The TankThink Leaks
Introduction by Maurice Isaacsohn, Department of Political Science, University of Chicago
The hard drive arrived at my office last week. No return address, just a handwritten note: "You know what to do."
Its contents document five students participating in a "job interview" at Pick Hall on December 12th, 2024. It was national news when they disappeared. Also that night, coordinated power station attacks across Bavaria and Brandenburg plunged millions into darkness. The attacks continued to escalate in the run-up to the federal parliamentary elections, which ended with a shocking AfD victory.
These events were not coincidental—they were causally linked, part of a single orchestrated operation.
You already know the outcome. The swift rise of the AfD on the wave of violence unleashed in Germany that December dominated global headlines. What you don't know is how it happened.

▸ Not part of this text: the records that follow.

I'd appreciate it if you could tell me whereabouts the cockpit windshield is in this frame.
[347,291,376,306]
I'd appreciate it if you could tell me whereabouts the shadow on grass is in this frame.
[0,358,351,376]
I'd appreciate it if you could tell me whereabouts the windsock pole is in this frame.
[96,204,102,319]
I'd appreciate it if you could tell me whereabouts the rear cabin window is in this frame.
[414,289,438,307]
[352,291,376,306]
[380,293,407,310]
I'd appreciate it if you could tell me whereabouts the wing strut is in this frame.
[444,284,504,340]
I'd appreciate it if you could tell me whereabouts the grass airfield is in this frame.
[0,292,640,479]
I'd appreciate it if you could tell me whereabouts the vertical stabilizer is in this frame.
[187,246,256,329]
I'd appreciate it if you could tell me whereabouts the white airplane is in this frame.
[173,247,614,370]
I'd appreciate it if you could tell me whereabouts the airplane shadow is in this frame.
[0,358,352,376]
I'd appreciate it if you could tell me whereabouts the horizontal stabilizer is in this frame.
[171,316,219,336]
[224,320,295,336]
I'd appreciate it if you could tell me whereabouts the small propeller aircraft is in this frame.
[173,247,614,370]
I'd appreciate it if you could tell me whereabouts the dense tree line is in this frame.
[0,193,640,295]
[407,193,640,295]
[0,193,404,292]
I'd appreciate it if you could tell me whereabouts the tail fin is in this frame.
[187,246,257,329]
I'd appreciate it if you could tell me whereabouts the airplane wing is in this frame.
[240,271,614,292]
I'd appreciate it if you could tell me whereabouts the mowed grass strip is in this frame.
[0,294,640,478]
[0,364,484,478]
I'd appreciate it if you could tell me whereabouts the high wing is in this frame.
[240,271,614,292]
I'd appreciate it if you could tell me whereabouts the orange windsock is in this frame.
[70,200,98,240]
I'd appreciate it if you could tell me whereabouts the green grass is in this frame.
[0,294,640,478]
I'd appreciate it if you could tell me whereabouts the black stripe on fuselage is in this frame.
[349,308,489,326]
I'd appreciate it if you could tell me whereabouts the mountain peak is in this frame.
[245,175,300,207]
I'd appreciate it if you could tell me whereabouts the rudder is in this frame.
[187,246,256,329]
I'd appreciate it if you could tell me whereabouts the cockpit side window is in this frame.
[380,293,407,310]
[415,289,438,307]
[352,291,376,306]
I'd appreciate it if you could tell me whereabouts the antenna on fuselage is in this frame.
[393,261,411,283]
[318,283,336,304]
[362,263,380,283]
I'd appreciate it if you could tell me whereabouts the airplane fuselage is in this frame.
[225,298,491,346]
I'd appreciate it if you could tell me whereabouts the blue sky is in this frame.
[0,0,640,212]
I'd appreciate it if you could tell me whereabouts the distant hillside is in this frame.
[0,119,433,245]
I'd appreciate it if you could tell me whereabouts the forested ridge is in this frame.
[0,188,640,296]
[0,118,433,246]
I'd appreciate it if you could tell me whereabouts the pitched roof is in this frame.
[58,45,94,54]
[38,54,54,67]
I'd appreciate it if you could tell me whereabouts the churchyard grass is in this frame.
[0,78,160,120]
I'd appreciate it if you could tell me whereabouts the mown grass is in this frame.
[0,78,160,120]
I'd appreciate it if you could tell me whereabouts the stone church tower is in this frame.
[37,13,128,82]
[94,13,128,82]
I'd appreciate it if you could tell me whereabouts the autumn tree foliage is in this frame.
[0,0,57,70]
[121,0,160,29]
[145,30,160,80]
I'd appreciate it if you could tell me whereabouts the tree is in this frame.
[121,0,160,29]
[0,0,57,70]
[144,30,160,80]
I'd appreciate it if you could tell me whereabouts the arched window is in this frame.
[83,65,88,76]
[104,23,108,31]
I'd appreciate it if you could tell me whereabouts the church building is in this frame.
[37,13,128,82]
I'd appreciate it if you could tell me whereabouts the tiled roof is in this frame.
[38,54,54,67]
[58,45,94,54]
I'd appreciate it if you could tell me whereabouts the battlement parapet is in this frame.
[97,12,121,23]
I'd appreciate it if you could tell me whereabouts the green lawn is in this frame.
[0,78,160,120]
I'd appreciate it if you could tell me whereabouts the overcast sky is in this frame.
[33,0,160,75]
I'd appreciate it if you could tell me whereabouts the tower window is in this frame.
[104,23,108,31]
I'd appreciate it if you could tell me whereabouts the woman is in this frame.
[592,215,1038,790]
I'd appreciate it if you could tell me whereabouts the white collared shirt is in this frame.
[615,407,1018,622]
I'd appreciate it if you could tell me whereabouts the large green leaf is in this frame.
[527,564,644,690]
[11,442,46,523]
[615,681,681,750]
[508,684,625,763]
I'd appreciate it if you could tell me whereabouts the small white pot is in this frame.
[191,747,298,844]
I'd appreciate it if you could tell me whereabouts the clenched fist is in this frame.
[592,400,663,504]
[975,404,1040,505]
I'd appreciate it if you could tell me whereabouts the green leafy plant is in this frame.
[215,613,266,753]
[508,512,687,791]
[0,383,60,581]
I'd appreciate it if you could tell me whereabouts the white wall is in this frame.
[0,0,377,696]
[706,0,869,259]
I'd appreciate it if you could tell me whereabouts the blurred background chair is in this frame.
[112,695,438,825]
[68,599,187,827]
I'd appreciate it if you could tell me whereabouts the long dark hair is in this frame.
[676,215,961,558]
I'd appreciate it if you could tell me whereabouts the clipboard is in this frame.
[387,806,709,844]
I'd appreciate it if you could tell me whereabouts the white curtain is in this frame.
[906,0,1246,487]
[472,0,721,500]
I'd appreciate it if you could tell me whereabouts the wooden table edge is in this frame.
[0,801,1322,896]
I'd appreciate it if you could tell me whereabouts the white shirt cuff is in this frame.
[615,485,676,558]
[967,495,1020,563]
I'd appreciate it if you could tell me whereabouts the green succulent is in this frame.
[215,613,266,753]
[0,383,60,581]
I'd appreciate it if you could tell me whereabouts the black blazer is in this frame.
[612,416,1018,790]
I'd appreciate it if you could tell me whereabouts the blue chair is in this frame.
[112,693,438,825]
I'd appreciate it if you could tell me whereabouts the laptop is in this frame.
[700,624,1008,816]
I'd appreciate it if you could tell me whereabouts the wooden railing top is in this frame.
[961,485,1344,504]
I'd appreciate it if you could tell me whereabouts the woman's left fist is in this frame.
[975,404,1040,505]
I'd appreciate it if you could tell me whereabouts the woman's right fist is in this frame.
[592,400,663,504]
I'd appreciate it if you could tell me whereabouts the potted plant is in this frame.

TankThink is a private strategy consultancy that emerged in 2021 with a $50 million investment from Schmucks Capital. They position themselves as "AI-forward" specialists in conflict management, promising "predictive conflict resolution" and "automated theater command." Their CEO, Nelly Chen, was previously the leader of the California independence movement that shook the nation in 2020.
TankThink utilizes a particular recruitment scheme designed by an Italian firm called Tardigradi. Their approach induces controlled psychological crises where candidates must deploy specific skillsets to escape increasingly destabilizing scenarios. It's not just recruitment—it's personality complementation.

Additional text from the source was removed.